During The 1975’s performance in Dallas on Monday (9 October), Healy delivered a 10-minute pre-written speech about the incident, alleging that “the Malaysian authorities… briefly imprisoned us” and criticised the backlash against the band.

“It was the liberal outrage against our band for remaining consistent with our pro-LGBTQ stage show which was the most puzzling thing,” Healy said, according to Pitchfork. “Lots of people, who appear to be liberal people, contended that the performance was an insensitive display of hostility against the cultural customs of the Malaysian government and that the kiss was a performative gesture of allyship.”

“In fact, it was the Malaysian authorities who briefly imprisoned us”

In response to those calling the kiss “performative,” Healy said, “The idea of calling out a performer for being performative is mind-numbingly redundant as an exercise. Performing is a performer’s job.”

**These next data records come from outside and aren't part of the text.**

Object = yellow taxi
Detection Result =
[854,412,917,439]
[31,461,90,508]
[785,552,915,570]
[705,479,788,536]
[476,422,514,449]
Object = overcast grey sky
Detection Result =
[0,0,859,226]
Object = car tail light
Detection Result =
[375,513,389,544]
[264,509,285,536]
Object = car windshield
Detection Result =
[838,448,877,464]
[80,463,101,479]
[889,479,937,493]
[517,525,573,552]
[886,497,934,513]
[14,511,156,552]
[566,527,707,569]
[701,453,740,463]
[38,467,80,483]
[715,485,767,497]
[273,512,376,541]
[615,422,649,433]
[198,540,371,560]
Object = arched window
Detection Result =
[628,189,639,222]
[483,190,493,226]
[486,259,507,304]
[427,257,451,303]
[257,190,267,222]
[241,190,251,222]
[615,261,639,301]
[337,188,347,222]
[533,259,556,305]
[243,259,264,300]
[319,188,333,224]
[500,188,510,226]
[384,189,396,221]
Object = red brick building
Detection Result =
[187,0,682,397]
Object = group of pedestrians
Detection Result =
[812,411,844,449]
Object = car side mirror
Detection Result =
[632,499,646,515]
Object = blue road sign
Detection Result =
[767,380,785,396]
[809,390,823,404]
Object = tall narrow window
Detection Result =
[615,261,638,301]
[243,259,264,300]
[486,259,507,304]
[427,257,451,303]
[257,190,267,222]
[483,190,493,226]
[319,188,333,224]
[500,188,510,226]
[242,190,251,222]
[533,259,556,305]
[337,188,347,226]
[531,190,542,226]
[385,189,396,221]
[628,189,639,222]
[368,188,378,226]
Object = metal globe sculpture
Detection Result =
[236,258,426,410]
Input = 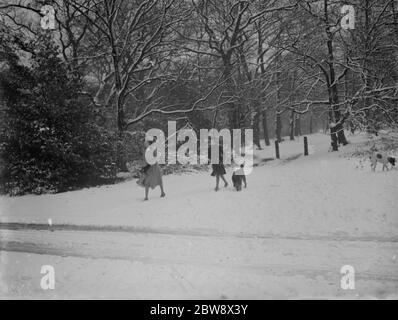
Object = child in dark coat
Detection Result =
[208,145,228,191]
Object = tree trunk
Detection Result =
[275,110,282,142]
[252,111,261,150]
[294,114,301,137]
[289,110,295,141]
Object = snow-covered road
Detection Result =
[0,134,398,299]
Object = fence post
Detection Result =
[304,137,308,156]
[275,140,280,159]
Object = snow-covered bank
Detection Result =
[0,134,398,238]
[0,134,398,299]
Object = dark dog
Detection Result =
[232,164,247,191]
[370,153,396,171]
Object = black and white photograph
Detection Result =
[0,0,398,302]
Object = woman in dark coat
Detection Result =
[143,140,166,200]
[208,145,228,191]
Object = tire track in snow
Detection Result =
[0,222,398,243]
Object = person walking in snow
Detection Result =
[142,138,166,200]
[208,145,228,191]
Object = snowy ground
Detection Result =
[0,134,398,299]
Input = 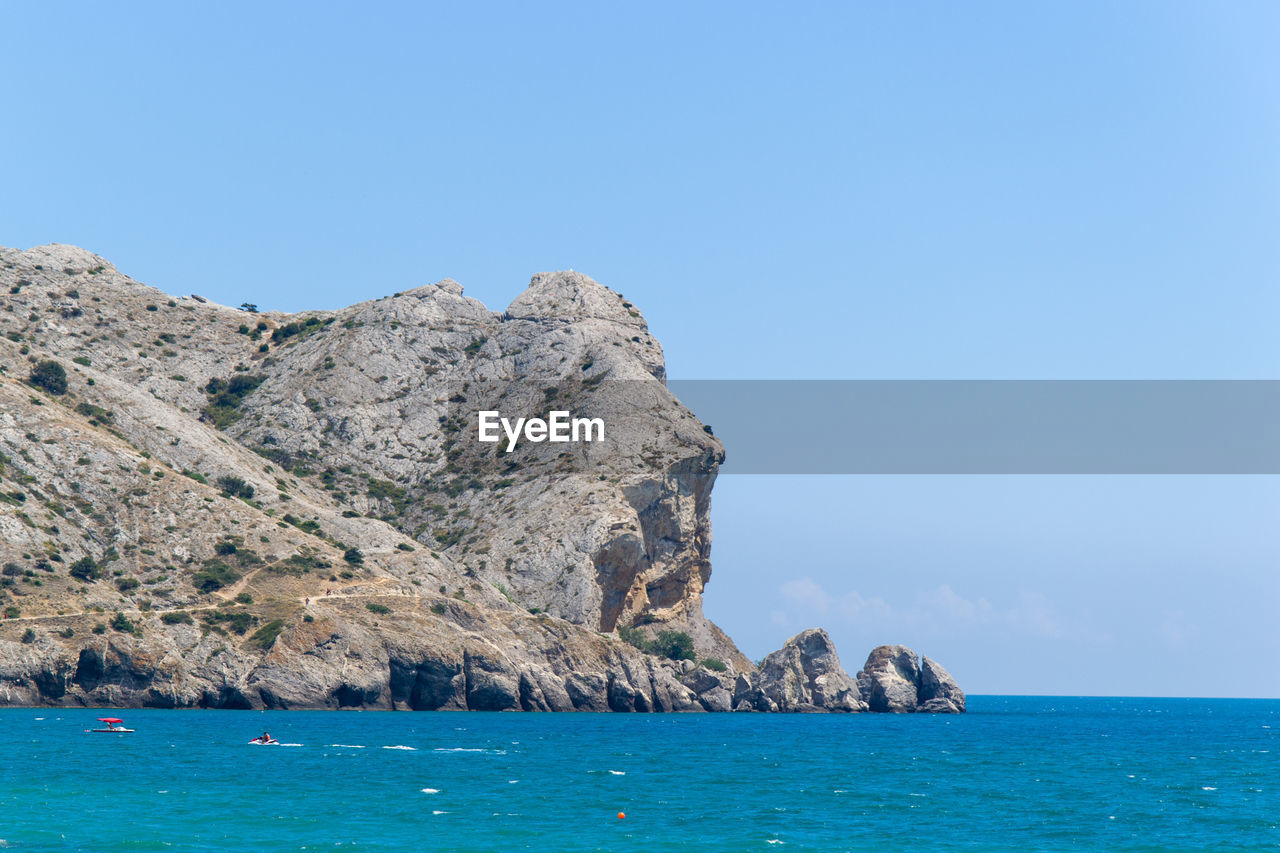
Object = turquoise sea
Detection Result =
[0,695,1280,853]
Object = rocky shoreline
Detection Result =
[0,245,964,712]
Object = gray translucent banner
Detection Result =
[668,379,1280,474]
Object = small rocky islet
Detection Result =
[0,245,965,713]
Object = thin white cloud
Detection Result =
[772,576,1065,638]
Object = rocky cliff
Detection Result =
[0,245,963,711]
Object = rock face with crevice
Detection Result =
[0,245,964,711]
[858,646,965,713]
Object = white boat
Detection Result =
[88,717,133,734]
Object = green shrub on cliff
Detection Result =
[28,359,67,394]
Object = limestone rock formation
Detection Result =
[733,628,867,712]
[858,646,965,713]
[0,245,964,711]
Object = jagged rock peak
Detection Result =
[858,646,965,713]
[507,270,648,329]
[742,628,867,711]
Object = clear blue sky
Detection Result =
[0,0,1280,695]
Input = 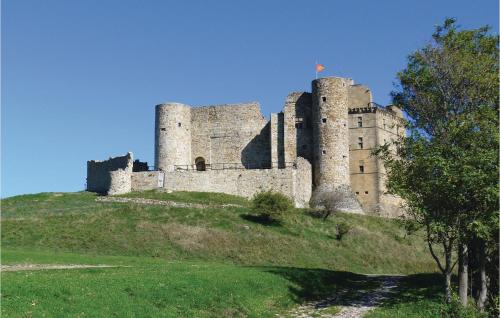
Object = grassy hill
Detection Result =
[1,191,446,317]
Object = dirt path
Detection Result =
[279,275,403,318]
[95,196,242,209]
[0,264,129,272]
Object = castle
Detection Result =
[87,77,405,217]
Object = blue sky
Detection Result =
[1,0,498,197]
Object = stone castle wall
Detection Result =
[191,103,271,168]
[87,77,405,216]
[164,158,312,207]
[87,152,133,195]
[131,171,164,191]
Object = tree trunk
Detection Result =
[458,243,469,306]
[443,244,453,304]
[477,242,488,311]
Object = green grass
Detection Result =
[2,192,435,274]
[1,191,444,317]
[1,250,377,317]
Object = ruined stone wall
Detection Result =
[87,152,133,195]
[312,78,350,189]
[348,84,373,108]
[191,103,271,168]
[131,171,164,191]
[283,92,313,162]
[312,77,363,213]
[376,106,406,217]
[164,159,311,207]
[349,107,379,214]
[155,103,191,171]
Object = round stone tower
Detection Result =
[155,103,191,171]
[312,77,362,213]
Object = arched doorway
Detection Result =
[194,157,207,171]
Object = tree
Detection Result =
[377,19,499,308]
[310,190,345,220]
[252,190,293,222]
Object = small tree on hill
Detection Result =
[378,19,499,309]
[252,191,293,221]
[310,190,344,220]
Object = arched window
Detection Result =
[194,157,207,171]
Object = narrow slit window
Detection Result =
[295,117,304,129]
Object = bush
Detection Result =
[252,191,293,221]
[309,190,344,220]
[337,222,352,241]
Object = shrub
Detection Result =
[252,191,293,221]
[309,191,344,220]
[337,222,352,241]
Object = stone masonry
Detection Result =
[87,77,405,217]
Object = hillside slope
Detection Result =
[2,191,435,274]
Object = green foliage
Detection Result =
[336,222,352,241]
[252,191,293,221]
[378,19,499,306]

Healy also addressed criticism from Julian Casablancas, who was scheduled to perform at the Good Vibes Festival with The Strokes and said the frontman did not respect the country’s customs.

“For performers like Julian Casablancas, who took to Twitter to criticize us, this bizarre mangling of colonial identity politics merely served as an expedient way to express their own disappointment with the festival’s cancellation,” Healy said.

He also clarified that the kiss was “not a stunt simply meant to provoke the government.” The frontman had kissed the same bandmate, bassist Ross MacDonald, during many of the 1975’s American concerts.

“We chose to not change our set that night to play pro-freedom of speech, pro-gay songs,” Healy said. “To eliminate any routine part of the show in an effort to appease the Malaysian authorities’ bigoted views of LGBTQ people would be a passive endorsement of those politics. As liberals are so fond of saying, ‘Silence equals violence. Use your platform.’ So we did that. And that’s where things got complicated.”

“As liberals are so fond of saying, ‘Silence equals violence. Use your platform.’ So we did that”

Healy continued: “Naturally, the Malaysian authorities were irate because homosexuality is criminalized and punishable by death in their authoritarian theocracy. That is the violent reality obscured by the more friendly term of ‘cultural customs’.”

Healy previously defied Dubai’s anti-LGBTQ rules by kissing a male audience member during a concert in 2019. He wrote on Twitter at the time: “I don’t think we’ll be allowed back [in the UAE] due to my ‘behaviour’ but know that I love you and I wouldn’t have done anything differently given the chance again.”

Healy said on Monday: “If you truly believe that artists have a responsibility to uphold their liberal virtues by using their massive platforms, then those artists should be judged by the danger and inconvenience that they face for doing so, not by the rewards they receive for parroting consensus. There’s nothing particularly stunning or brave about changing your fucking profile picture whilst your sat in your house in Los Angeles.”

Toward the end of his speech, Healy compared “Malaysia’s militarised enforcement of laws” to other politicised issues in the US. “Even here in America, there are loads of states which uphold illiberal laws that restrict people’s bodily autonomy and gender expression,” Healy said. “But I suspect, I’ve got an inkling, that those who took to Twitter to voice their outrage over the 1975’s unwillingness to cater to Malaysian customs would find it abhorrent if the 1975 were to acquiesce to, let’s say, Mississippi’s perspective on abortion or trans rights.”

He concluded: “It should be expected that if you invite dozens of Western performers into your country, they’ll bring their Western values with them. If the very same things which made you aware of them could land them in jail in your country, you’re not actually inviting them to perform. You’re indirectly commanding them to reflect your country’s policies by omission.”